Il marito e l'amministratore di sostegno di una donna ricoverata in una Rsa toscana si erano rivolti al tribunale, ritenendo che la paziente dovesse essere a carico del Servizio sanitario regionale, vista la necessità di prestazioni ad elevata integrazione sanitaria. La sentenza è a loro favore: saranno rimborsati
Il paziente con Alzheimer in Rsa non deve pagare la retta, quando le prestazioni fornite siano “ad elevata integrazione sanitaria”: è quanto ha stabilito il tribunale di Firenze, dando ragione al marito di una donna con Alzheimer, ricoverata presso una struttura toscana convenzionata. Secondo il Tribunale di Firenze, al quale il marito a l'amministratore di sostegno si erano rivolti, la retta è interamente a carico del servizio sanitario regionale, quando le prestazioni erogate siano, appunto, ad elevata integrazione sanitaria.
Nel corso del giudizio era stato nominato un consulente tecnico, il quale ha accertato che la paziente necessita di questa tipologia di prestazioni, erogate dalla Rsa e dai suoi sanitari. Il Tribunale, con sentenza del 15 febbraio 2023, ha dichiarato che nulla era ed è dovuto dalla paziente e da suo marito per il suo ricovero presso la Rsa toscana, visto che la retta, passata e futura, è a carico del Servizio Sanitario Regionale. Il tribunale ha quindi condannato l’Azienda Usl Toscana Centro e l’Rsa, per quanto di rispettiva competenza, alla restituzione di 86.016,28 euro a favore del marito della paziente e al pagamento in via solidale delle spese legali.

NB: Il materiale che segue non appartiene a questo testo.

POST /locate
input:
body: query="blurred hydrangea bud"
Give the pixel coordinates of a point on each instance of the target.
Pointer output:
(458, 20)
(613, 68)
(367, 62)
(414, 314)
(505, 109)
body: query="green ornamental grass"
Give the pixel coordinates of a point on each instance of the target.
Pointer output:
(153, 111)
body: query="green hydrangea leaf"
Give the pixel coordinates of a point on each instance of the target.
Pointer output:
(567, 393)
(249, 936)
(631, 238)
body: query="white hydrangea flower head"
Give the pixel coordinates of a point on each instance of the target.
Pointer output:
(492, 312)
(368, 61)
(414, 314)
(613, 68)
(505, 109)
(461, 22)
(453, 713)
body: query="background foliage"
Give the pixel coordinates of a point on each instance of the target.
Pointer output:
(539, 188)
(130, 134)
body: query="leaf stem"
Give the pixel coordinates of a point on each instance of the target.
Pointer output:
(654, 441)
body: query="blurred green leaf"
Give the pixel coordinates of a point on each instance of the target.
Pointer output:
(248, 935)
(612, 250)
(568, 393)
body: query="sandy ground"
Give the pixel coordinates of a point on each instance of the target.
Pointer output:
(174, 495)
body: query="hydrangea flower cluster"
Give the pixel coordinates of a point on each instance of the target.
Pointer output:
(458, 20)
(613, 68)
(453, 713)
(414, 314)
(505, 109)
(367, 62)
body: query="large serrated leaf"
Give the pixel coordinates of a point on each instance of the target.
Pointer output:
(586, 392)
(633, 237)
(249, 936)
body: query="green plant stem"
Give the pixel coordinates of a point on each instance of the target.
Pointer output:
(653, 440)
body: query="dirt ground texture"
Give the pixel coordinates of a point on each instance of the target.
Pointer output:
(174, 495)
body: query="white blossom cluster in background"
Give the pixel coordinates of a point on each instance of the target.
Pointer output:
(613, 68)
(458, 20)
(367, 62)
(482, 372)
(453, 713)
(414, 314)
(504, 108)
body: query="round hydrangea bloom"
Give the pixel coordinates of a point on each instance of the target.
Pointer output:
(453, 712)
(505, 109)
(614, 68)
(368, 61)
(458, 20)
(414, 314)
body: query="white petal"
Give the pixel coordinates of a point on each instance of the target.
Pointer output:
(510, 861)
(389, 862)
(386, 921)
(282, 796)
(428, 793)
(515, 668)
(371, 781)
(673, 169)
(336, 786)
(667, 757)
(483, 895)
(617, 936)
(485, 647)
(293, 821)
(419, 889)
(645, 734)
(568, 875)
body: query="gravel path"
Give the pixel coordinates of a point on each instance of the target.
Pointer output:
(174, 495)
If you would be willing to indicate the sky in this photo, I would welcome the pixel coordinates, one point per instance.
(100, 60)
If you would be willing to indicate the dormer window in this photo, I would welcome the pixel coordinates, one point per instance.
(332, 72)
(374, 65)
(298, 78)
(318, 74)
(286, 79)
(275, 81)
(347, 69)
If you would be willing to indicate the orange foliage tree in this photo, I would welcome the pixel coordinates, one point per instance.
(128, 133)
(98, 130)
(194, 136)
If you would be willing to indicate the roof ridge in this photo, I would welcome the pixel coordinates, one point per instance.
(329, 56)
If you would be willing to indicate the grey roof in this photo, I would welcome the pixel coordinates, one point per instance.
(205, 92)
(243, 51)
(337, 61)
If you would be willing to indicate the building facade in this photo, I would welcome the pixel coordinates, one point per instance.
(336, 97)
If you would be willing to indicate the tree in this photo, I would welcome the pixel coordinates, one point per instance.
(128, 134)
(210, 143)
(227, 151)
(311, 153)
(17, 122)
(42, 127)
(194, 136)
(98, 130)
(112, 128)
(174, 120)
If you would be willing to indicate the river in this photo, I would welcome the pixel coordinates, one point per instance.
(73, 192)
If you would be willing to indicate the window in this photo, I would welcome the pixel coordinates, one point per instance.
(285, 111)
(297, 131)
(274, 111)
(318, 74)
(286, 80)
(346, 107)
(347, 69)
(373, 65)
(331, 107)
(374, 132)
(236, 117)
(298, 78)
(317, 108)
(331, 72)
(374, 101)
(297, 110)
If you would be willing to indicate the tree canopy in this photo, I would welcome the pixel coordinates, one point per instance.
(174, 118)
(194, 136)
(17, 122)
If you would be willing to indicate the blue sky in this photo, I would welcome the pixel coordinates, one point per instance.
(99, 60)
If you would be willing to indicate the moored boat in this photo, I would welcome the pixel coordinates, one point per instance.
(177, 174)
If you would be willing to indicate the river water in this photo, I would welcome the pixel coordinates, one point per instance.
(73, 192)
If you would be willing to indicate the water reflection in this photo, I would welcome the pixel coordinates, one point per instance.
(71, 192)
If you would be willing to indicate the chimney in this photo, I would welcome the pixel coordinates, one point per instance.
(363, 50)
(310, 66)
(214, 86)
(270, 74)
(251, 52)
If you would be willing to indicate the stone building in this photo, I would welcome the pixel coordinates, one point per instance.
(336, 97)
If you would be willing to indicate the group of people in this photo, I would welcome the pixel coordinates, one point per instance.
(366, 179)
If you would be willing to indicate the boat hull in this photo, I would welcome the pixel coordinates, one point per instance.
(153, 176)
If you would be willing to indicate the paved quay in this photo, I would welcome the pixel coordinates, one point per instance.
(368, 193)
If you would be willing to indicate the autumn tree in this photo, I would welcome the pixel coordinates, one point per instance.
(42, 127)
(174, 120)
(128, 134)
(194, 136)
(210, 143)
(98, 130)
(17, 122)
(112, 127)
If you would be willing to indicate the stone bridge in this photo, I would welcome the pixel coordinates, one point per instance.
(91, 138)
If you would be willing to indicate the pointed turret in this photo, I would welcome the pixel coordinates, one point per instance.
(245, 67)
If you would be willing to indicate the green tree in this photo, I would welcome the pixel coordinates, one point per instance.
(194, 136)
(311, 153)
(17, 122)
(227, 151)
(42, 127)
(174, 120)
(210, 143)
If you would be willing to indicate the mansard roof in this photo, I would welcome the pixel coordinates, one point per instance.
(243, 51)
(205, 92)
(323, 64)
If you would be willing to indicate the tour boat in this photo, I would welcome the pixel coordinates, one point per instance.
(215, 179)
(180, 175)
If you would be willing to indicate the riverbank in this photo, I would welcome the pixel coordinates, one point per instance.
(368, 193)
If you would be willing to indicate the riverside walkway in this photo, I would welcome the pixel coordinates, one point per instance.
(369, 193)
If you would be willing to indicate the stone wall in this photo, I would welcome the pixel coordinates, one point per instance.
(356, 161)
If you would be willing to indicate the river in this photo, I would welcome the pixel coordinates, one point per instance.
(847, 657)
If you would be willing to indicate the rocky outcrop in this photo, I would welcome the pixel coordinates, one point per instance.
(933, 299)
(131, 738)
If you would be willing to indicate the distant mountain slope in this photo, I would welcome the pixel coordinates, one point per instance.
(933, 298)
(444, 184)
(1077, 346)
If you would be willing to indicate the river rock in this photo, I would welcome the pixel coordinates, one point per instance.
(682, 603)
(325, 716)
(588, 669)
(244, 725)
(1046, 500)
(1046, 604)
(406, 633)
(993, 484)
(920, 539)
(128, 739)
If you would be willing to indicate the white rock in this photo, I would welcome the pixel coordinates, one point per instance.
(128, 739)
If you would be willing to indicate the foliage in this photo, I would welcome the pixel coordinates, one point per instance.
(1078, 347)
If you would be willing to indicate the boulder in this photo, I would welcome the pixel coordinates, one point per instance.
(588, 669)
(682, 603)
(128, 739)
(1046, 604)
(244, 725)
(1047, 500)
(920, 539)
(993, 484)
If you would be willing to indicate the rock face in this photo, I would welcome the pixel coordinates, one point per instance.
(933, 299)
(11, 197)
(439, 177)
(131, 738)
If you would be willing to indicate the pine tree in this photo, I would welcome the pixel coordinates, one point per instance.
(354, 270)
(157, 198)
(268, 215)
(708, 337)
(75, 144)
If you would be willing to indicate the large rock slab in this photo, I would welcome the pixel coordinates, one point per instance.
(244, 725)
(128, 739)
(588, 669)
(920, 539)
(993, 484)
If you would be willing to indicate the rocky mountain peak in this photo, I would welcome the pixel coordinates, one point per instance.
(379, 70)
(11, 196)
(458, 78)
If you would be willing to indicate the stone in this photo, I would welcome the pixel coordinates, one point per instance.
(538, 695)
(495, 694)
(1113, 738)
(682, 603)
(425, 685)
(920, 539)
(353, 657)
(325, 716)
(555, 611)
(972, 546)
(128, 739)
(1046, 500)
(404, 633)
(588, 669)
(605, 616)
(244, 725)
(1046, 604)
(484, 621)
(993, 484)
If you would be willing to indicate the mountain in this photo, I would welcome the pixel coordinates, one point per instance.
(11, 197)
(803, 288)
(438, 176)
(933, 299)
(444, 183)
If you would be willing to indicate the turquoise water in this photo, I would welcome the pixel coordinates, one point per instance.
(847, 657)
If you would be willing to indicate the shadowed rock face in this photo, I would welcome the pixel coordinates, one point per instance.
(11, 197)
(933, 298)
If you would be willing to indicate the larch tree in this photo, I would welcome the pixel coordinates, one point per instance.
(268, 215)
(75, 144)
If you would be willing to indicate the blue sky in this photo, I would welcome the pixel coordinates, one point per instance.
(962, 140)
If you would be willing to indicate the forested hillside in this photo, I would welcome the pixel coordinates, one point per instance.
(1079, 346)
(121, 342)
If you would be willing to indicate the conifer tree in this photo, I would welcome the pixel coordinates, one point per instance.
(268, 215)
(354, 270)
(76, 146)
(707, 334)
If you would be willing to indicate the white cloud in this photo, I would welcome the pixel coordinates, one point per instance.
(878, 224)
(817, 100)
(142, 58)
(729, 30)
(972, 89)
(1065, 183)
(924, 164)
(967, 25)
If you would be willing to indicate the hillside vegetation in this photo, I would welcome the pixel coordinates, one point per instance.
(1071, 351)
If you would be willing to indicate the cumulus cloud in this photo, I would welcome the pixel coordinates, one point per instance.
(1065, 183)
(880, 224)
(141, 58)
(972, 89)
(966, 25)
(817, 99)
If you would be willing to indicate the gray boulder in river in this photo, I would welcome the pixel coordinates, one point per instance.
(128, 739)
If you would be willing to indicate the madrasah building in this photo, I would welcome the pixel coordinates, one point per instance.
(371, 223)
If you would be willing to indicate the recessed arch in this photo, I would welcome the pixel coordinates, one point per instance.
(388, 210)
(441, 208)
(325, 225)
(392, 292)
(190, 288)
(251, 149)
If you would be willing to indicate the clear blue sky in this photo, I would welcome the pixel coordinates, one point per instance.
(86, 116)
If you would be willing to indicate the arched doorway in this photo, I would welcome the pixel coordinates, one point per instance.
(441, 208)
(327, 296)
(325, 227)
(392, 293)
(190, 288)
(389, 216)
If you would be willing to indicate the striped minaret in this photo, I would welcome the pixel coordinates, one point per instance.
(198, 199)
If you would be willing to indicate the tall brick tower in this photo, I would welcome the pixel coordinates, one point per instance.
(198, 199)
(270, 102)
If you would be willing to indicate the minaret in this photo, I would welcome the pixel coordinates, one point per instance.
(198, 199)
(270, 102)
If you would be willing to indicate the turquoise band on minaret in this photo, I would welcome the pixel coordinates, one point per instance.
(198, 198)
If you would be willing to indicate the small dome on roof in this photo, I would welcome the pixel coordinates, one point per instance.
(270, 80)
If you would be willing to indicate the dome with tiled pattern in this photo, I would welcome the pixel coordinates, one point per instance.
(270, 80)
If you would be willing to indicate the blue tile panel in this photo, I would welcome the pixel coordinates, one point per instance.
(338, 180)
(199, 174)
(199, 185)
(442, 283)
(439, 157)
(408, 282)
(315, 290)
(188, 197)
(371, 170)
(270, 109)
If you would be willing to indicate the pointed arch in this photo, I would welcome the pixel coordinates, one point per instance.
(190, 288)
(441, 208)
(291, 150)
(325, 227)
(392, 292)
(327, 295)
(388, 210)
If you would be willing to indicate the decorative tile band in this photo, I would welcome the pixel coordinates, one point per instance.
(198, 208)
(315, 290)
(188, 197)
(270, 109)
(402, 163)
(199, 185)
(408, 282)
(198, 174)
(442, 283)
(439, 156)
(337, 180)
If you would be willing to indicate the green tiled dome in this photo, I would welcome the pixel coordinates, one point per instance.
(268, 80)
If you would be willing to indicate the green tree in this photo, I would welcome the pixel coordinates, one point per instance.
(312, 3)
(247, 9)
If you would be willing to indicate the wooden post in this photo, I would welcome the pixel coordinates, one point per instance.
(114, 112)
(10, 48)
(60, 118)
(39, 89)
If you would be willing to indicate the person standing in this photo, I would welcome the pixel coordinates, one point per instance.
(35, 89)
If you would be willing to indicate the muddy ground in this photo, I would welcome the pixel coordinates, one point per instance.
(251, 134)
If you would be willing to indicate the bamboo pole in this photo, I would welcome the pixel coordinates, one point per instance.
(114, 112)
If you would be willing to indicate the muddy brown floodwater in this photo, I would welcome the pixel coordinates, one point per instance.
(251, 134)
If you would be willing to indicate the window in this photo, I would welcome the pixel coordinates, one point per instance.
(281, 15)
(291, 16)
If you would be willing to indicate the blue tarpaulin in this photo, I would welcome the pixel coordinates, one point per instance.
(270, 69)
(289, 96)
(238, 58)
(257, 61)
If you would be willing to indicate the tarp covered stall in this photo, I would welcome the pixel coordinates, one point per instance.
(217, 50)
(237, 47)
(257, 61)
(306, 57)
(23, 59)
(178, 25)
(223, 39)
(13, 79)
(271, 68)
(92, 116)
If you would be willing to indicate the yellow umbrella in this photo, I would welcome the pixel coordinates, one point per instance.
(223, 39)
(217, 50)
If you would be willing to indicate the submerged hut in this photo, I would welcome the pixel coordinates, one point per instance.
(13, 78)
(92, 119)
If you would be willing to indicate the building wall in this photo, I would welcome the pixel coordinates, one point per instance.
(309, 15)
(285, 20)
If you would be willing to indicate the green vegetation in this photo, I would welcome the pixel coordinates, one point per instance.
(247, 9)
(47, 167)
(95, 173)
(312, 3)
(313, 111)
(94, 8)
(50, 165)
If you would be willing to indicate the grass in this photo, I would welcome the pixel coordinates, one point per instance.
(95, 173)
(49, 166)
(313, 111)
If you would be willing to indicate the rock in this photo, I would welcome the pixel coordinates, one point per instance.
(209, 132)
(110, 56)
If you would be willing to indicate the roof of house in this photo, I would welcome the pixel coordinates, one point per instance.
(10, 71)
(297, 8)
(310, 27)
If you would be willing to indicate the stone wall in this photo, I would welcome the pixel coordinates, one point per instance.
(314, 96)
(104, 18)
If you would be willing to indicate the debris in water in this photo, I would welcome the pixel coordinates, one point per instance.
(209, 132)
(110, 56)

Secondo Giovanni Franchi, il legale di Konsumer che ha seguito la causa, è questa una sentenza importantissima, che si è uniformata alla costante giurisprudenza in materia: nulla può essere chiesto a coniugi, figli o nipoti di persone con demenza e Alzheimer, ricoverate presso Rsa. E se le spese sono spontaneamente pagate da soggetti non obbligati, le stesse sono a carico del Servizio sanitario e vanno rimborsate.